YCI Canada fellows explore their commonalities and differences during a Haida Gwaii research-residency Members of YCI Canada Hub gather in Haida Gwaii

When one Young Cultural Innovator invited fellow delegates to gather on his home territory in Haida Gwaii, an archipelago of 150 islands off British Columbia’s West Coast in Canada, it opened up a new dimension of fostering relationships for cultural collaboration. Supported by Salzburg Global Seminar and the Canada Council for the Arts, the visit enabled members of the YCI Canada Hub to explore their shared and diverse experiences, focusing on understanding and supporting Indigenous sovereignty in their works as individuals and as a group. 

The research-residency took place between September 22 and September 28, 2019, in Skidegate, a Haida community in Haida Gwaii. The seven participants were all delegates from the Canada Hub of the Salzburg Global Forum for Young Cultural Innovators (YCI). These participants included Patrick Shannon (Nang K’uulas), Nikki Shaffeeullah, and J.S. Ryu, who took part in the 2017 program of the YCI Forum, and Alyssa Fearon, Brian McBay, Lindsey Mae Willie and Jenna Winter from the 2018 program of the YCI Forum. 

Through a series of in-depth conversations, the participants found common ground discussing the history of colonialism and their shared experience of anti-colonial work within the cultural sector. Together, they explored topics such as colonization, Indigenous sovereignty, and land title. Apart from seeking ways of supporting equal pay policies for arts workers in Canada, members of this YCI Hub also spoke about how each of their organizations could thrive in a complex environment by advocating for better policies that would serve historically underrepresented communities. This inspired fruitful conversations about what work can be achieved through collaboration as a Hub. 

Upon arriving in Skidegate, Patrick Shannon gave an overview of Haida Gwaii’s recent history, including its colonization and subsequent work towards decolonization. The role of the Haida Nation as a leading example in Indigenous self-governance, settler-Indigenous relationships, language preservation and repatriation of “objects” became evident to those that were not previously aware of it. On their second day, Lindsey Mae Willie presented a summary of the impacts of the imposition of the Indian Act on First Nations in Canada, in particular to her own people, the Musgamakw Dzawada’enuxw. 

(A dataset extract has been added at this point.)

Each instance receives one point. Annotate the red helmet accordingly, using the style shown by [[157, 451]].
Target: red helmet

“We also learned that the immense geography in Canada can oversimplify the relationships between regions at times, thereby complicating our work as a national ‘Hub.’ Though we all live in ‘Canada’, we each represent very different regions and communities, from isolated landscapes to large urban centers and from isolated islands to spaces of extractive global capital,” reports the group, in their collaborative summary of the project. 

Through the research-residency program, the YCI delegates also collaborated with individuals and organizations based in Haida Gwaii, including the Haida Heritage Centre, the Skidegate Haida Immersion Program (SHIP), students in Haida Gwaii, the Haida Youth Assembly, the Gidgalang Kuuyas Naay Secondary School and individuals who helped organize the film screening of “Yah’Guudang / Respect for All Living Beings” in Masset. 

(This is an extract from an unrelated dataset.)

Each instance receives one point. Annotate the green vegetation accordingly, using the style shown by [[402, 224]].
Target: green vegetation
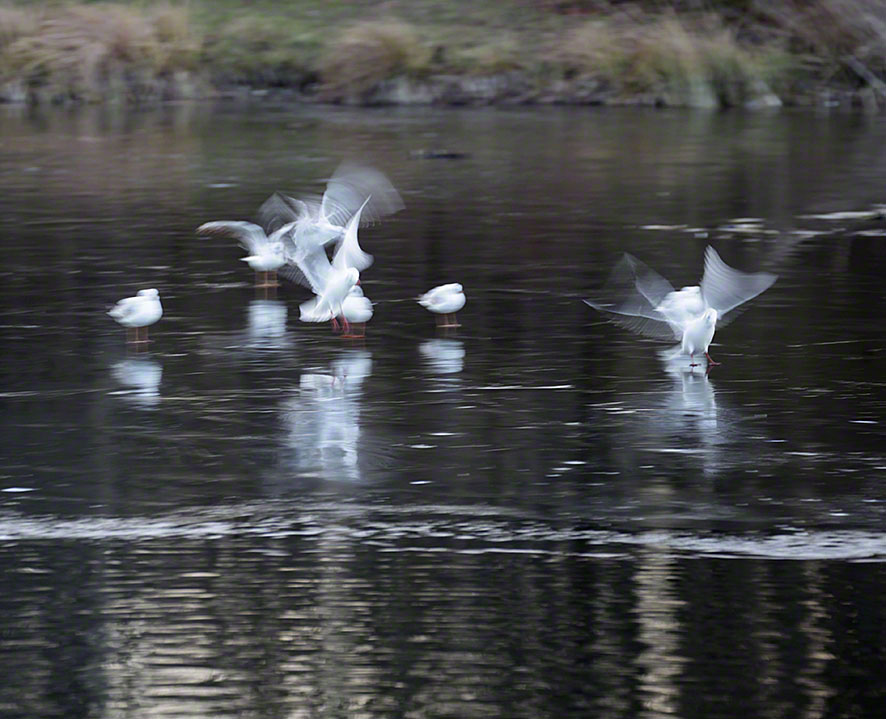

The YCI Canada Hub is currently exploring several possible projects that stemmed from their meeting in Haida Gwaii and are planning their next meeting in 2020. 

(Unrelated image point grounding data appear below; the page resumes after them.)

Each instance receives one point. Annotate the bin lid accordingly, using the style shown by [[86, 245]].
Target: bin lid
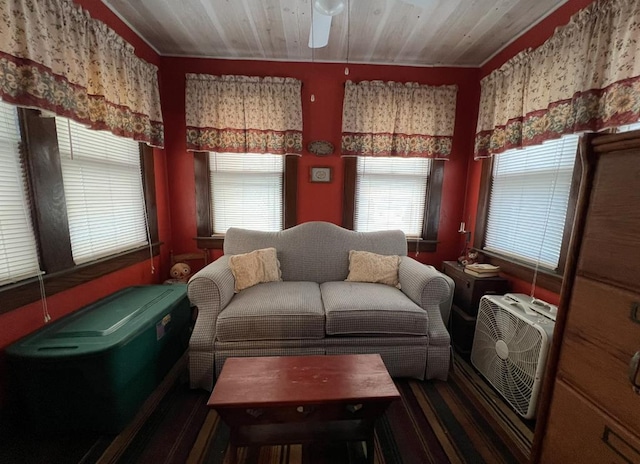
[[103, 324]]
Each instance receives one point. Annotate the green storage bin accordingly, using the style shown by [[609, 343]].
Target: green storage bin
[[93, 369]]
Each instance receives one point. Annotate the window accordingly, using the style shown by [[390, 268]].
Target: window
[[18, 250], [530, 197], [390, 194], [64, 179], [394, 193], [103, 191], [246, 191], [253, 191]]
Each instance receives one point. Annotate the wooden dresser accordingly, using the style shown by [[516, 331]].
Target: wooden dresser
[[592, 405]]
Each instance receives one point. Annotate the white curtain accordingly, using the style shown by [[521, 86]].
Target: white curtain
[[55, 57], [397, 119], [243, 114], [584, 77]]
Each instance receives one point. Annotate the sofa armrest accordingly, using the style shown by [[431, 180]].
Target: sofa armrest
[[210, 289], [432, 291]]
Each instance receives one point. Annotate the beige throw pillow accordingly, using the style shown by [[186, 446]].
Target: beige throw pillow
[[371, 267], [250, 269]]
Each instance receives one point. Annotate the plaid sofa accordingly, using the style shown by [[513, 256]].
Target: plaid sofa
[[313, 310]]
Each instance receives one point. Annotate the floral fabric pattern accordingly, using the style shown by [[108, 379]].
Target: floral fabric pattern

The Salzburg Global Forum for Young Cultural Innovators empowers rising talents in the creative sector to drive social, economic and urban change. Launched in 2014, it is building a global network of 500 competitively-selected changemakers in “hub” communities who design collaborative projects, build skills, gain mentors, and connect to upcoming innovators in their cities and countries.